Est-ce l’esprit écolo omniprésent en Californie du Nord? SSL réfléchit aussi aux débris orbitaux – et considère qu’il s’agit d’un problème de gestion de biens communs. En fait, l’entreprise est marquée par l’approche typique des ingénieurs, ce dont attestent les slogans d’Einstein et d’autres placés sur les murs. Avec le patriotisme en prime – de grands drapeaux américains décorent les murs des halls de construction.
Droit de sol
Chez l’investisseur Steve Jurvetson par contre, il y a un seul Stars and Stripes: celui qui a servi lors des entraînements pour la mission Apollo 11. Pour séduire la délégation luxembourgeoise, celle-ci a pu visiter sa collection de souvenirs de l’espace. Avec autorisation expresse de toucher aux objets tels que les tableaux de bords de vaisseaux spatiaux du 20e siècle. Sur les murs: les logos des sociétés favorites de l’investisseur.
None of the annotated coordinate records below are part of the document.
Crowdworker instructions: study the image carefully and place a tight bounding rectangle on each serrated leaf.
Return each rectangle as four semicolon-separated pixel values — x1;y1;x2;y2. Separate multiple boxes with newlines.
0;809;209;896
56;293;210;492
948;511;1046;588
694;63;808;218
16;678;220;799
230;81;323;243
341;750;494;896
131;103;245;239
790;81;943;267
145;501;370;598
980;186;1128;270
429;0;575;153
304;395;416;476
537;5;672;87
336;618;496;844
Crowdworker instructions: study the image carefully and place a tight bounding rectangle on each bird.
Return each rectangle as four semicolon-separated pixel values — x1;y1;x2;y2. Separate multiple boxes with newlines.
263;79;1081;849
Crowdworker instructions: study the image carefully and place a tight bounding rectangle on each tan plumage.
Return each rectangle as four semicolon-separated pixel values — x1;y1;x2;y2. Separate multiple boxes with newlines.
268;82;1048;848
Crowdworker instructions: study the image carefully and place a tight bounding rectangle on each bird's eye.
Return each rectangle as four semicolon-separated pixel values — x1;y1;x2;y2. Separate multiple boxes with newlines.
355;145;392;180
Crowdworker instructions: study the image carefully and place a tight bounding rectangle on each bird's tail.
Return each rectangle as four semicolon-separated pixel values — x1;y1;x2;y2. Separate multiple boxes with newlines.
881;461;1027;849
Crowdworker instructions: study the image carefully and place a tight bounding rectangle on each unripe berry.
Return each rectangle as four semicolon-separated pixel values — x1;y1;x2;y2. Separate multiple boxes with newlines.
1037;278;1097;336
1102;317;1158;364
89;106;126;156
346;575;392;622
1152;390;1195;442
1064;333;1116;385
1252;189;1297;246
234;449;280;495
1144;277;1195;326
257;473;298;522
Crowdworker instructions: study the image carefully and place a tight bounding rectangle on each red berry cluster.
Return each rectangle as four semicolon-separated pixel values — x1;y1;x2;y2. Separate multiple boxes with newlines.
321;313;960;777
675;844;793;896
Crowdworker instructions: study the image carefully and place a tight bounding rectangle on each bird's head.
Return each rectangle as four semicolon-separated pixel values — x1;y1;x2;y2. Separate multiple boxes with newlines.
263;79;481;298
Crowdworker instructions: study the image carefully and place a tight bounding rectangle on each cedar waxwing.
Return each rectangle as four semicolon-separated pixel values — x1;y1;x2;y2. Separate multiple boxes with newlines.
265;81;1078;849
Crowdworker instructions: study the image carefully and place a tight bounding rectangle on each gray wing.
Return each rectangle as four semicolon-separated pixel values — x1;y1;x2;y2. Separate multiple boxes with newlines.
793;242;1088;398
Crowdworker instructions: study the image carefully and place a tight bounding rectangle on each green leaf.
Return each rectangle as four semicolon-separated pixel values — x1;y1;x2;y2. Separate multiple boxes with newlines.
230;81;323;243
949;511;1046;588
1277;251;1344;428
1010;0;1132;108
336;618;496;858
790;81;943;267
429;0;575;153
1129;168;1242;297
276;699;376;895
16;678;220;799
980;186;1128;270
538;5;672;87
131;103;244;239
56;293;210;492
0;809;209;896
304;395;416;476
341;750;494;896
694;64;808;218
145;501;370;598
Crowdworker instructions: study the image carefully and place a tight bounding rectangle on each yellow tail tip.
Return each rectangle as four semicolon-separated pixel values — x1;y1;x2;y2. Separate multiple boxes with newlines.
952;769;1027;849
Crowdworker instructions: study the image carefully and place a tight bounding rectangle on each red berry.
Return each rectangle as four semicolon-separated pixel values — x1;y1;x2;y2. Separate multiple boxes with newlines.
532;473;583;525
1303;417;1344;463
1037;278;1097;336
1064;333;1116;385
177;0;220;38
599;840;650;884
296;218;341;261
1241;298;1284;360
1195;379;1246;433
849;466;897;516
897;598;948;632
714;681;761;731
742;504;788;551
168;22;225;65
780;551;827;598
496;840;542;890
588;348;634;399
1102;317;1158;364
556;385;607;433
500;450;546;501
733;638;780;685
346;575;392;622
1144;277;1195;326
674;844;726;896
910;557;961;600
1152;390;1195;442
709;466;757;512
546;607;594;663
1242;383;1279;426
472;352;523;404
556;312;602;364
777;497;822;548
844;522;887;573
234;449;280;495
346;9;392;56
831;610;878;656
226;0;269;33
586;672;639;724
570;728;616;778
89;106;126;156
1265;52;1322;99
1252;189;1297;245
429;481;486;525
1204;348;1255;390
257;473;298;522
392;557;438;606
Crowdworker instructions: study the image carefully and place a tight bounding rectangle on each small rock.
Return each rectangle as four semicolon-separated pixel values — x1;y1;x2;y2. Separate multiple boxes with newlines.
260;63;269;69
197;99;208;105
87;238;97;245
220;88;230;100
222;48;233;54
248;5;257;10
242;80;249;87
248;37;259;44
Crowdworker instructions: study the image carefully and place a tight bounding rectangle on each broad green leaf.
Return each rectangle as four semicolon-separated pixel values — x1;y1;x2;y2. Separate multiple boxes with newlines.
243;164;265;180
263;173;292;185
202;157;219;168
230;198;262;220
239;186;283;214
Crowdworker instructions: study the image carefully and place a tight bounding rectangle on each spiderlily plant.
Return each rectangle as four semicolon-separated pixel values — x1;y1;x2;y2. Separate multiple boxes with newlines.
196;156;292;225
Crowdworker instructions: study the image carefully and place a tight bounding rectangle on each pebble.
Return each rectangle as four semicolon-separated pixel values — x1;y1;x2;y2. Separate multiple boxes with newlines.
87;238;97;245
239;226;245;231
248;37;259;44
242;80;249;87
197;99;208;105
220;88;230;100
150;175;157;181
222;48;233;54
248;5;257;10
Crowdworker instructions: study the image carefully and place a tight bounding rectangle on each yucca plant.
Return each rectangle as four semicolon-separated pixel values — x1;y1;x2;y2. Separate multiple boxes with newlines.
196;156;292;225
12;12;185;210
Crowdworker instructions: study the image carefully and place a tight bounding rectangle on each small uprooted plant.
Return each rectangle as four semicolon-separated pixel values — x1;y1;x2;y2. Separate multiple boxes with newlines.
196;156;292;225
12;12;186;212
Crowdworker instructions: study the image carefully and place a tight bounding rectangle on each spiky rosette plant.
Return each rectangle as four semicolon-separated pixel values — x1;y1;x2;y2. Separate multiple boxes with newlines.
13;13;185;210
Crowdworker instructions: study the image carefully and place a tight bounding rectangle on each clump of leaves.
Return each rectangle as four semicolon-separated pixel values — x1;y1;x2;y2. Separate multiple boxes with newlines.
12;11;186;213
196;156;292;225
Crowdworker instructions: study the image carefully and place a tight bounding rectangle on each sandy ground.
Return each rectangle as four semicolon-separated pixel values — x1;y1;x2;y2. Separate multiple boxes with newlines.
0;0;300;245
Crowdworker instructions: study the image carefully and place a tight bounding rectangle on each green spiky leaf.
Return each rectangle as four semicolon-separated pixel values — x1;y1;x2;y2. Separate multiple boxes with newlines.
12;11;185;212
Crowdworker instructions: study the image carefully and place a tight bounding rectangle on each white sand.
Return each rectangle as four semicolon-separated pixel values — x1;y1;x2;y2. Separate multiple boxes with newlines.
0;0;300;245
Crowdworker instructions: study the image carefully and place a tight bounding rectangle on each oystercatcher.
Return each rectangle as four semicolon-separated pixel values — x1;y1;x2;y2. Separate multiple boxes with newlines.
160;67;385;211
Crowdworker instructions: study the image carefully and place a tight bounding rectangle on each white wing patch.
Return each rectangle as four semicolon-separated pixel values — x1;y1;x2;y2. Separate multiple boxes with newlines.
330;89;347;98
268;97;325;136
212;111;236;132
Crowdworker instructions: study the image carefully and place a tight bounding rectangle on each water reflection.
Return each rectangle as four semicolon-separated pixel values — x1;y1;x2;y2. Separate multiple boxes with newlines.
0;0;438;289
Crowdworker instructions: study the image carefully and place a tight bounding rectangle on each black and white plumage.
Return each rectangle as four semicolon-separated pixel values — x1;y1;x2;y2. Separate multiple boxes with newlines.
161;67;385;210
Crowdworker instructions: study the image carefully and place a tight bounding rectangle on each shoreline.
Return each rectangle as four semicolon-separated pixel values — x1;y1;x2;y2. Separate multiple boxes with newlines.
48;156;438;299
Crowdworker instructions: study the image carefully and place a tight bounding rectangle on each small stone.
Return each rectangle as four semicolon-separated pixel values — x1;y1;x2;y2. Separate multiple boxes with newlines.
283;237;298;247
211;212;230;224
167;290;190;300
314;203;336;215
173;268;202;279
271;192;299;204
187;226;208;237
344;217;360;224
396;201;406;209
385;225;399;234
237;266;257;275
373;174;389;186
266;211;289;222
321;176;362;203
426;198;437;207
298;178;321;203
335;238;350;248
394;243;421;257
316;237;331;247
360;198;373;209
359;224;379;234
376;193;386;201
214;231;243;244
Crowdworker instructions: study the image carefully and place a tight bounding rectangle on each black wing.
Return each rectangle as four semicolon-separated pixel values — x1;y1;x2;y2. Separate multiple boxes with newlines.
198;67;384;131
Le capital risque viendra-t-il au Luxembourg ? Sera-t-il dissuadé par l’avis récent du conseil d’Etat, affirmant qu’une sécurité juridique ne saurait être établie par une loi luxembourgeoise sur le droit de propriété des ressources minières spatiales. « Pour moi, ça ne change rien », a affirmé Étienne Schneider dès lundi. Il estime pouvoir faire bouger les négociations internationales en la matière, comme le souhaitent les investisseurs. Deux jours plus tard, le ministre a renchéri: le Luxembourg créera une agence spatiale, financée par un PPP, et destinée à s’occuper du volet commercial de l’exploration spatiale. Tout cela pour le bien commun de l’humanité, c’est entendu.